Nie HuaiSang tersenyum lebih cerah. "Bagus... sudah kau beri makan juga?" tanyanya dengan nada jenaka.

"Iya!"

"Lalu... lukisan-lukisanku?"

"Semuanya sudah tertata rapi di Balai Utama, Nie-Zhongzu!"

"Bagaimana dengan kuas-kuasku? Keramik-keramikku? Kipas-kipas koleksiku?" tanya Nie HuaiSang lagi. Nadanya semakin menuntut.

"Iya! Semuanya sudah dibersihkan dan diletakkan dalam rak masing-masing, Nie-Zhongzu!" kata si Kepala Komandan sembari mengangguk kecil. Berusaha meyakinkan dalam postur hormatnya.

Kali ini Nie HuaiSang baru tersenyum dengan cerahnya. "Ah... kerja bagus. Sekarang aku akan istirahat sebentar," katanya. "Begitu aku bangun nanti, persiapan di Balai Pelatihan harus selesai, mengerti?"

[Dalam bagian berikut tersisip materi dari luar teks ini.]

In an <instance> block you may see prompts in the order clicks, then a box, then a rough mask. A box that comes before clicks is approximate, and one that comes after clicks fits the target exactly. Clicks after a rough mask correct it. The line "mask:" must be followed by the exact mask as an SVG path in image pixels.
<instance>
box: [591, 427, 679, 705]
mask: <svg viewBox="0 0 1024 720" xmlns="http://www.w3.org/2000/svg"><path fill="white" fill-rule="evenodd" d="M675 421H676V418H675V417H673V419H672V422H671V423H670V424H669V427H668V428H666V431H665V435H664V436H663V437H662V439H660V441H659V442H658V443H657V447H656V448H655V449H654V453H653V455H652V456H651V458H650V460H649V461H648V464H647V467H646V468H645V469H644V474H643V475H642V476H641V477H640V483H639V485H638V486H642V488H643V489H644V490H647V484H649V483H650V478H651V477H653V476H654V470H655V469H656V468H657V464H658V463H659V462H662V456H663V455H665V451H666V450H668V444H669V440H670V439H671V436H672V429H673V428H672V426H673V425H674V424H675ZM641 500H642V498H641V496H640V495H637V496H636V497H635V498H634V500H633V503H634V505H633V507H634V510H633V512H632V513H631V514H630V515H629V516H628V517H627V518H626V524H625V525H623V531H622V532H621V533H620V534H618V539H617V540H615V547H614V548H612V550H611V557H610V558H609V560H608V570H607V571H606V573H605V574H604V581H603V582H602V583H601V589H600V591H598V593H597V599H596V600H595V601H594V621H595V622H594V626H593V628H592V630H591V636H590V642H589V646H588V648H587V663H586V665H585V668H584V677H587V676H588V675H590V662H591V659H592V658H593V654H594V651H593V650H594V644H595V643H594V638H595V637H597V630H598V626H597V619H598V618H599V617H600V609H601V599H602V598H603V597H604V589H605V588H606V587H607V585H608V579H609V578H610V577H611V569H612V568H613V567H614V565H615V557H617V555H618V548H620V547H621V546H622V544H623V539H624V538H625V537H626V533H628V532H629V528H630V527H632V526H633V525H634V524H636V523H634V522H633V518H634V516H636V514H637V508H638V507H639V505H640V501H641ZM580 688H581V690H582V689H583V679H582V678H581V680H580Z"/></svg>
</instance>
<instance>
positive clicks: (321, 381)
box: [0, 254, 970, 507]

Si Kepala Komandan mengangguk mantab. "Mengerti!"

Nie HuaiSang pun melewati jalur itu dan masuk ke dalam.

Ke sebuah Balairung Utama yang begitu luas. Dipenuhi jejeran dayang serta prajurit menuju sebuah singgasana kehormatan yang sangat megah.

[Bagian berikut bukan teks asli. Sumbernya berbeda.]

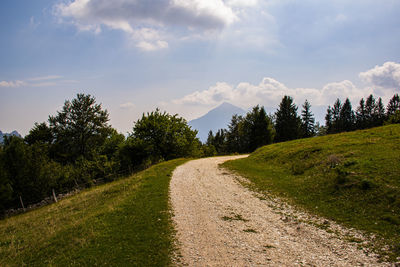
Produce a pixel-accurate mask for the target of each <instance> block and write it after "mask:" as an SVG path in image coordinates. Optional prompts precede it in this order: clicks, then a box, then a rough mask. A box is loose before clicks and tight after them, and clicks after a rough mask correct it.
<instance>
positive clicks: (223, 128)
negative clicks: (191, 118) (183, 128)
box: [189, 102, 246, 143]
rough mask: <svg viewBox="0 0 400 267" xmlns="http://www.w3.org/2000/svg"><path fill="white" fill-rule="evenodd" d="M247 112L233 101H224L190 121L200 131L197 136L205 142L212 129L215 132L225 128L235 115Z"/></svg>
mask: <svg viewBox="0 0 400 267" xmlns="http://www.w3.org/2000/svg"><path fill="white" fill-rule="evenodd" d="M245 113H246V111H244V110H243V109H241V108H239V107H237V106H235V105H232V104H231V103H228V102H223V103H222V104H220V105H219V106H217V107H216V108H214V109H212V110H210V111H209V112H207V114H205V115H203V116H201V117H200V118H197V119H194V120H192V121H189V125H190V126H192V128H193V129H196V130H197V131H198V134H197V137H199V139H200V141H202V142H203V143H204V142H205V141H206V140H207V136H208V132H209V131H210V130H211V131H213V133H215V132H217V131H218V130H219V129H225V128H227V126H228V124H229V122H230V121H231V119H232V116H233V115H235V114H238V115H243V114H245Z"/></svg>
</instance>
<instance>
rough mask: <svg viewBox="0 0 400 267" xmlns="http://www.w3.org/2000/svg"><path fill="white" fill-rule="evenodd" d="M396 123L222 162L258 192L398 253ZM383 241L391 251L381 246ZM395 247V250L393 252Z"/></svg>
mask: <svg viewBox="0 0 400 267" xmlns="http://www.w3.org/2000/svg"><path fill="white" fill-rule="evenodd" d="M399 143H400V125H388V126H384V127H378V128H373V129H369V130H360V131H355V132H349V133H342V134H337V135H329V136H321V137H315V138H312V139H301V140H295V141H290V142H285V143H278V144H274V145H269V146H265V147H262V148H260V149H258V150H256V151H255V152H254V153H253V154H251V155H250V157H248V158H245V159H240V160H236V161H231V162H228V163H226V164H225V166H227V167H229V168H231V169H233V170H235V171H238V172H239V173H240V174H242V175H244V176H245V177H247V178H249V179H250V181H251V182H252V186H253V187H254V188H255V189H257V190H259V191H260V192H269V193H271V194H274V195H276V196H280V197H283V198H285V199H288V200H289V201H290V202H291V203H293V204H296V205H299V206H302V207H303V208H305V209H307V210H309V211H310V212H312V213H316V214H318V215H322V216H325V217H327V218H329V219H333V220H336V221H337V222H339V223H342V224H344V225H346V226H349V227H353V228H356V229H360V230H364V231H366V232H367V233H372V234H376V235H377V236H378V238H377V239H376V240H375V241H374V245H375V248H376V249H377V250H378V251H379V253H381V254H382V255H383V256H388V257H390V258H391V259H392V260H394V259H395V258H396V257H398V256H400V250H396V246H395V244H399V243H400V224H398V222H399V220H400V180H399V173H400V157H399V155H400V146H399V145H398V144H399ZM385 245H387V246H388V247H389V248H390V250H389V251H385V249H382V250H380V248H383V247H384V246H385ZM396 251H397V252H396Z"/></svg>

Di situlah dulu Nie MingJue duduk dengan postur gagahnya, didampingi Baxia yang tak kalah perkasa dengan sang pemilik. Dengan raut wajah seperti batu cadas, sosok satu-satunya itu menatapnya dengan mata memerintah. "Nie HuaiSang, berhentilah melukis dan bawa pedangmu kemari!"

Memerintah, tapi Nie HuaiSang tahu mata itu juga penuh kasih sayang hanya untuknya sejak dulu.

Waktu itu, seperti biasanya. Nie HuaiSang pasti akan membantah dengan gaya jenaka. Tak kenal merasa bersalah. Namun kini, wajahnya selalu beku menghadapi tempat itu. Matanya pun selalu mengambang di udara. Dan dia bisa saja menangis di tempat jika tak segera melewati para bawahannya menuju ke dalam.

Menutup pintu geser tujuh lapis. Sendirian. Di kursi itu dia tak sanggup menggantikan. Seseorang yang sangat istimewa dan membuat semua urusan di QingHe tak lebih berharga dari koleksi-koleksi seninya. Dan koleksi-koleksi seninya tak lebih berharga dari dirinya sendiri.

Nie HuaiSang duduk. Di sebuah kursi lain yang telah dia tempatkan di sebelah kursi kepemimpinan Nie MingJue dulu. Dia hanya tak ingin sosok satu-satunya itu menghilang sepenuhnya. Sekalipun hanya bekas, di dalam Bu Jing Shi ini.